ALS laboratories have expanded the portfolio of methods for monitoring of PFAS in aquatic environment by DGT passive samplers analysis.

Per- and polyfluoroalkyl substances (PFAS) are synthetic chemicals with strong C−F bonds. Due to their high thermal stability, hydroand oleophobic properties and high surface activity, they are widely used in industrial products. Because of their persistence, bioaccumulation potential, and long-range transport potential, PFOS, PFOA, and other PFAS are being monitored in aquatic systems to help identify contamination sources and to assess temporal trends. For these projects, the DGT (Diffusive Gradients in Thin Layers) technology can be used because it provides reliable time-weighted average concentrations that are ideal for watershed-scale monitoring and source identification purposes.

ALS laboratories have extensive and long-standing experience with PFAS analysis mainly in water and soil samples and possess a broad portfolio of methods (see EnviroMails_Europe No. 01, 02 and 10).

Passive sampling

Passive sampling relies on the unassisted molecular diffusion of analytes through a diffusive surface onto an adsorbent. Unlike active (pumped) sampling, passive samplers do not require electricity, have no moving parts, and are easy to use (no pump operation or calibration). After sampling, the adsorbed analytes are desorbed from the adsorbent and quantified using a variety of analytical techniques. Passive sampling device accumulate amounts of target compounds reflecting the time weighted average concentrations over the deployment period.
Depending on the laboratory sample preparation procedure, SPOT sampling enables analysis of either total dissolved concentrations (free + colloidally bound compounds that can be passed through the filter) or total concentrations (dissolved + colloidal + particulate compounds). Contrary to spot sampling, PASSIVE sampling allows to measure only the concentration of freely dissolved compounds.

DGT Samplers

DGT samplers consist of three primary components: a hydrogel layer, a diffusive gel layer, and a filter membrane (see Figure 2). The hydrogel layer acts as a binding phase for the target analytes, while the diffusive gel layer facilitates the controlled diffusion of analytes towards the binding layer. The analytes are then immobilized in the hydrogel, enabling preservation during sample retrieval.

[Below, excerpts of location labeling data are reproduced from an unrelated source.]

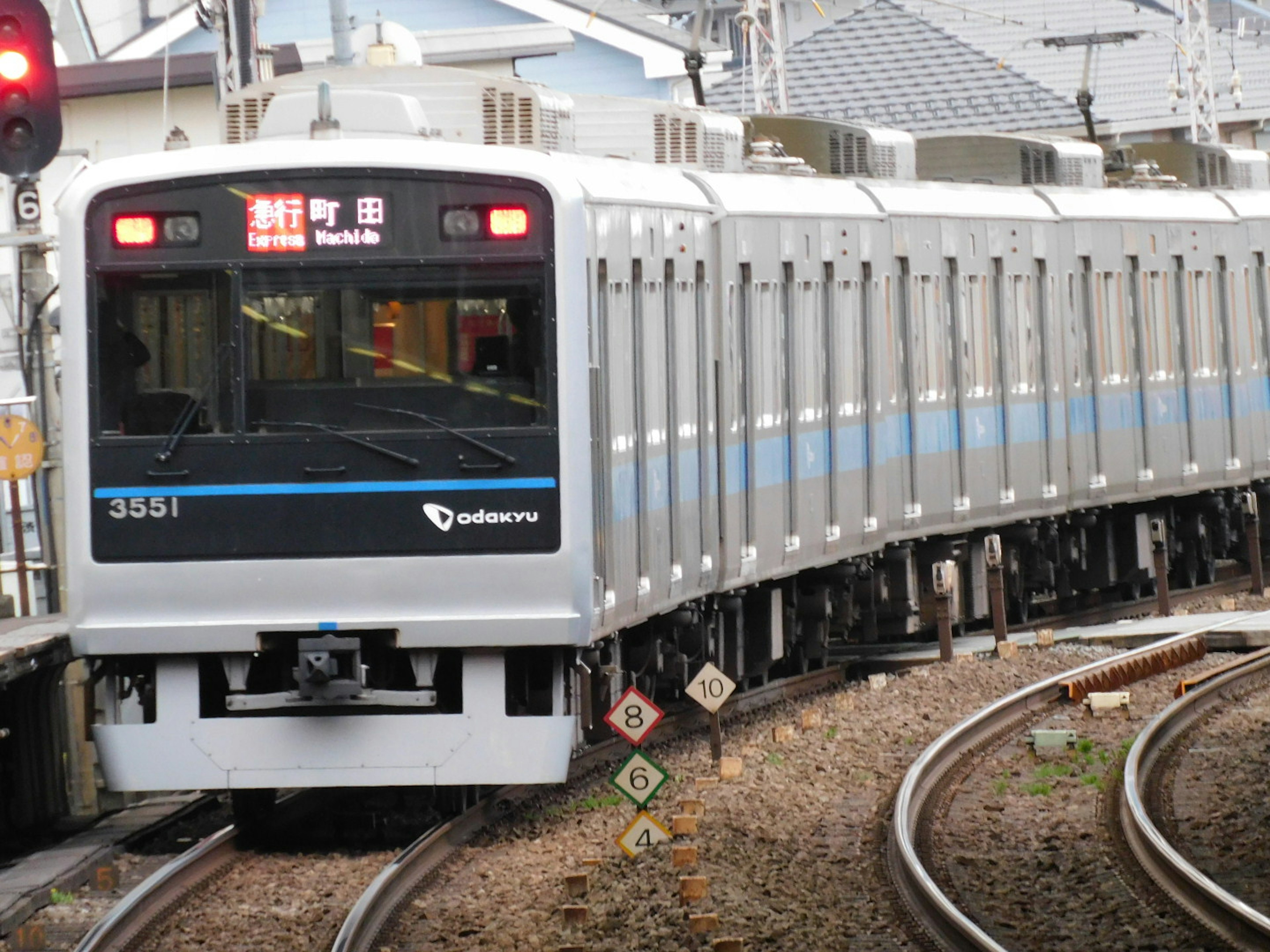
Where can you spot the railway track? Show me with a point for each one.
(926, 789)
(1211, 904)
(133, 921)
(407, 875)
(138, 917)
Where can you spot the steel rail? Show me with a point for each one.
(947, 925)
(121, 927)
(379, 903)
(1212, 905)
(133, 913)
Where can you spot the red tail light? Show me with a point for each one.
(508, 222)
(135, 230)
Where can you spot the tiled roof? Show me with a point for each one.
(641, 18)
(1129, 82)
(895, 66)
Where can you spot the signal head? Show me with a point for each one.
(31, 115)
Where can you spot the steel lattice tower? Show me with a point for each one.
(1199, 71)
(765, 33)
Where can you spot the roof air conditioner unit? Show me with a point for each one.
(1005, 159)
(837, 148)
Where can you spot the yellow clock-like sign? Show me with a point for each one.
(22, 449)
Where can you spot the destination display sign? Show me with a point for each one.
(295, 221)
(302, 218)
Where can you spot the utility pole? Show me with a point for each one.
(1199, 71)
(237, 61)
(765, 33)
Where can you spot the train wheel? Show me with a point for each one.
(1207, 560)
(1187, 569)
(253, 812)
(1020, 609)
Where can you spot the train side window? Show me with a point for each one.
(928, 334)
(1111, 327)
(1254, 313)
(849, 356)
(1158, 325)
(1199, 285)
(1262, 315)
(977, 337)
(813, 353)
(1023, 337)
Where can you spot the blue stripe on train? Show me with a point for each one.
(324, 489)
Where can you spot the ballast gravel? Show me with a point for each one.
(792, 850)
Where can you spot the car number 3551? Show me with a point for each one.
(145, 508)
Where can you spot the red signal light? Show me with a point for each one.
(135, 230)
(13, 65)
(508, 222)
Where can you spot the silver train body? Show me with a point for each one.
(775, 402)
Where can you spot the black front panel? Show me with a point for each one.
(318, 366)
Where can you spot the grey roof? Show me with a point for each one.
(889, 65)
(641, 18)
(1129, 82)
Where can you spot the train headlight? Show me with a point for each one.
(508, 222)
(181, 230)
(461, 224)
(135, 230)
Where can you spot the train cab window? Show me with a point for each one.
(357, 356)
(160, 353)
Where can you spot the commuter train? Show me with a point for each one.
(393, 457)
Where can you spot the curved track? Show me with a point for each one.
(1212, 905)
(920, 795)
(409, 871)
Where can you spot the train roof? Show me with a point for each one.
(757, 193)
(1137, 204)
(618, 181)
(955, 200)
(1248, 204)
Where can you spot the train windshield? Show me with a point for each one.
(274, 351)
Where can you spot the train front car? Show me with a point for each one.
(313, 468)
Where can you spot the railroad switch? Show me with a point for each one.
(1042, 739)
(1107, 702)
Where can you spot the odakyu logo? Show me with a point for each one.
(445, 518)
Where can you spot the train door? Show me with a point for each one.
(1207, 431)
(954, 300)
(1259, 381)
(812, 470)
(901, 331)
(788, 390)
(1085, 404)
(1119, 449)
(601, 475)
(736, 428)
(1137, 322)
(1022, 390)
(623, 556)
(1001, 371)
(1043, 286)
(1164, 429)
(1230, 371)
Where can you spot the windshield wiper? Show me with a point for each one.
(342, 435)
(472, 441)
(192, 408)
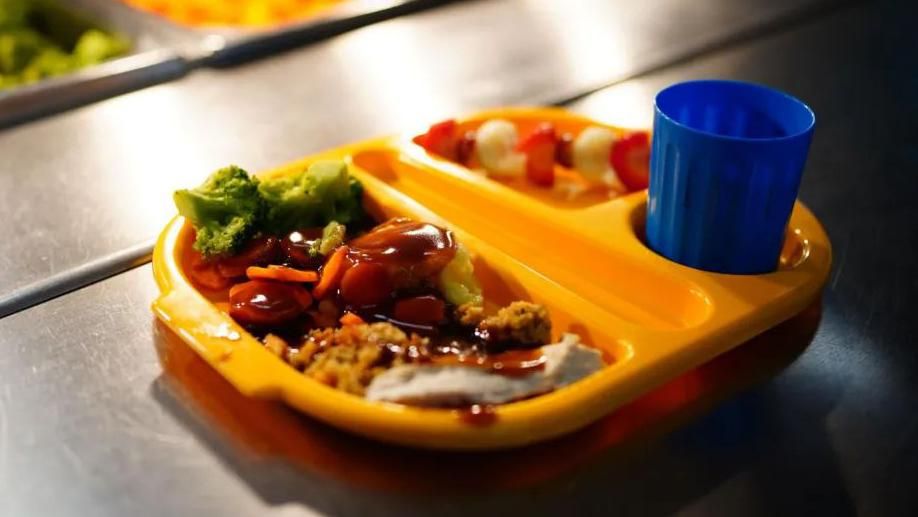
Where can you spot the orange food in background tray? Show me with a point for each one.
(243, 13)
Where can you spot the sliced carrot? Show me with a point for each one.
(205, 274)
(350, 318)
(332, 273)
(281, 274)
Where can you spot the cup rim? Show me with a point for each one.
(743, 84)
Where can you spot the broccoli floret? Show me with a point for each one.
(225, 211)
(322, 193)
(332, 237)
(13, 13)
(95, 46)
(18, 48)
(457, 280)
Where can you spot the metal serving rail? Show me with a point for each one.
(102, 413)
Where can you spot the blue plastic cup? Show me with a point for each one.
(725, 167)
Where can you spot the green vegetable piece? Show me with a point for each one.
(332, 237)
(13, 13)
(457, 280)
(225, 211)
(19, 48)
(316, 196)
(95, 46)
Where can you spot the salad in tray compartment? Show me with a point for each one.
(594, 158)
(386, 310)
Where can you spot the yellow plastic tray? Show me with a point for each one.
(583, 259)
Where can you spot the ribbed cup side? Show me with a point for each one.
(721, 204)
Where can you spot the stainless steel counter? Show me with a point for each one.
(97, 180)
(102, 413)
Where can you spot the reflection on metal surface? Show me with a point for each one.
(273, 432)
(134, 150)
(630, 106)
(73, 279)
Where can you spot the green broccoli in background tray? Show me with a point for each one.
(232, 206)
(28, 55)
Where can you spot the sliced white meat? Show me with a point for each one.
(450, 385)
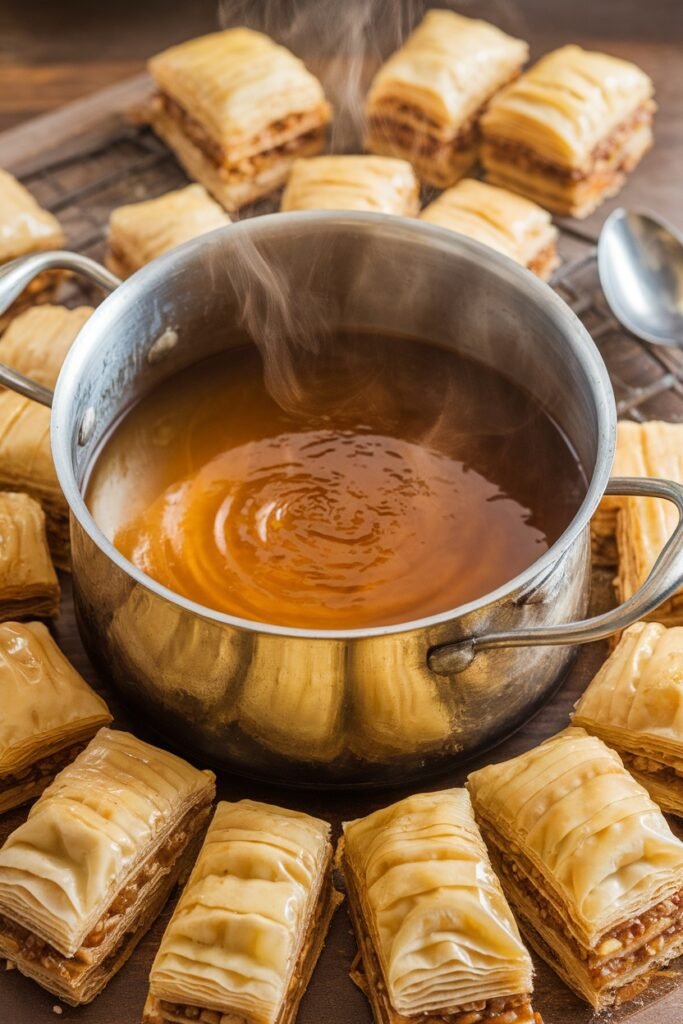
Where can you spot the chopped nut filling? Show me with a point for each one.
(30, 946)
(665, 773)
(246, 167)
(43, 769)
(166, 1012)
(602, 157)
(501, 1010)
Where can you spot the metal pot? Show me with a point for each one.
(352, 707)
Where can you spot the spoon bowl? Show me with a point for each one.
(640, 264)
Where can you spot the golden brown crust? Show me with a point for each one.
(417, 867)
(140, 231)
(588, 861)
(26, 465)
(29, 585)
(507, 222)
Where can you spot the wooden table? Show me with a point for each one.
(49, 56)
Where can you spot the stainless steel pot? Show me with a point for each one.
(353, 707)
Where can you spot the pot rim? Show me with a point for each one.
(575, 335)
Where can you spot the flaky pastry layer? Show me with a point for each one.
(566, 105)
(47, 706)
(140, 231)
(434, 929)
(588, 861)
(90, 833)
(244, 928)
(635, 704)
(381, 184)
(446, 69)
(509, 223)
(29, 585)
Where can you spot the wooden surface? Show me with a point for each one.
(48, 56)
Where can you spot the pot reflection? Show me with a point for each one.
(293, 697)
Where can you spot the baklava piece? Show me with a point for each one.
(37, 341)
(26, 464)
(29, 585)
(591, 867)
(49, 713)
(26, 228)
(237, 110)
(86, 875)
(251, 922)
(381, 184)
(509, 223)
(644, 524)
(629, 461)
(140, 231)
(425, 102)
(437, 939)
(635, 705)
(566, 133)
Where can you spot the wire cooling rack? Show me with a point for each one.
(131, 164)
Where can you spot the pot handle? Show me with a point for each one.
(16, 275)
(664, 581)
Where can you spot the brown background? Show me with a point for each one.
(51, 53)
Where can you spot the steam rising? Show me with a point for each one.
(292, 321)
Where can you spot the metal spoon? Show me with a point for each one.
(640, 263)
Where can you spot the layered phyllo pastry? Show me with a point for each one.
(237, 110)
(381, 184)
(26, 227)
(630, 460)
(140, 231)
(588, 861)
(85, 876)
(26, 464)
(37, 341)
(644, 524)
(29, 585)
(251, 922)
(49, 713)
(635, 704)
(425, 101)
(566, 133)
(509, 223)
(437, 939)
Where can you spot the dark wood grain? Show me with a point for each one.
(53, 53)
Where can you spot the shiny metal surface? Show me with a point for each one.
(664, 581)
(15, 275)
(640, 262)
(354, 707)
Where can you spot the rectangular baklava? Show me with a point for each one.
(566, 133)
(26, 464)
(509, 223)
(140, 231)
(29, 585)
(644, 524)
(437, 939)
(237, 110)
(635, 705)
(251, 922)
(86, 875)
(37, 341)
(49, 713)
(588, 861)
(26, 228)
(426, 100)
(381, 184)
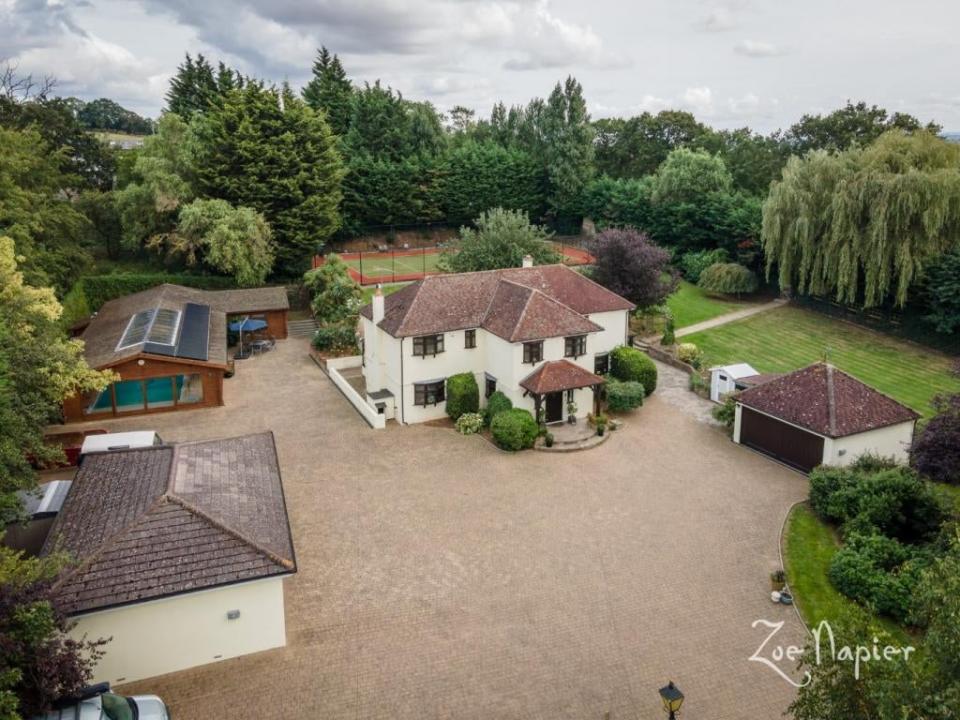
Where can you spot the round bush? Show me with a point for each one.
(624, 396)
(631, 365)
(469, 423)
(514, 429)
(728, 279)
(497, 403)
(463, 395)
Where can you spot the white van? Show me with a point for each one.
(119, 441)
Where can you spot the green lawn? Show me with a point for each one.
(387, 290)
(789, 338)
(690, 305)
(808, 548)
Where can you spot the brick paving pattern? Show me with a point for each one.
(441, 578)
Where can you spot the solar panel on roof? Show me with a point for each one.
(163, 329)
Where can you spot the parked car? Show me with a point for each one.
(98, 703)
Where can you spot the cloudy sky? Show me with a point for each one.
(760, 63)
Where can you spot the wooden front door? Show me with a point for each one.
(788, 444)
(555, 407)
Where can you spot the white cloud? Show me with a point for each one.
(754, 48)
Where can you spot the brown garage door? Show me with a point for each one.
(786, 443)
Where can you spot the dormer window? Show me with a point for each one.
(575, 346)
(533, 352)
(427, 345)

Sampling and Sample Analysis

DGT samplers are suitable for all types of water matrices (freshwater, seawater, or wastewater).
DGT samplers are deployed in flowing / moving water attached by a fishing line to a deployment device. After retrieving from the deployment environment and rinsing with ultrapure water, DGT samplers are transported to the laboratory in plastic bags with controlled moisture.
In the laboratory, the exposed samplers are removed from the bags, disassembled and the binding gel is separated from the other parts. The binding layer is extracted 24 hours fully immersed in methanol containing 0.5% NH4OH. The extract is concentrated by nitrogen, filtered, and analysed by UHPLC-MS/MS (ultra-high performance liquid chromatography coupled with tandem mass spectrometry). The identification and quantitation of target PFAS is based on internal standard calibration approach. The method is validated and involves 14 PFAS compounds for which the diffusion coefficients (D) are specified by the manufacturer (Table 2).

Conclusions

Passive sampling, particularly with DGT samplers, provides a valuable approach to understand watequality dynamics over the time. By overcoming many of the limitations of conventional spot sampling, DGT samplers contribute to a more comprehensive and accurate assessment of water quality, supporting sustainable environmental management decisions. Continued research and integration of passive sampling methods into monitoring programs will undoubtedly play a vital role in the protection of aquatic ecosystems.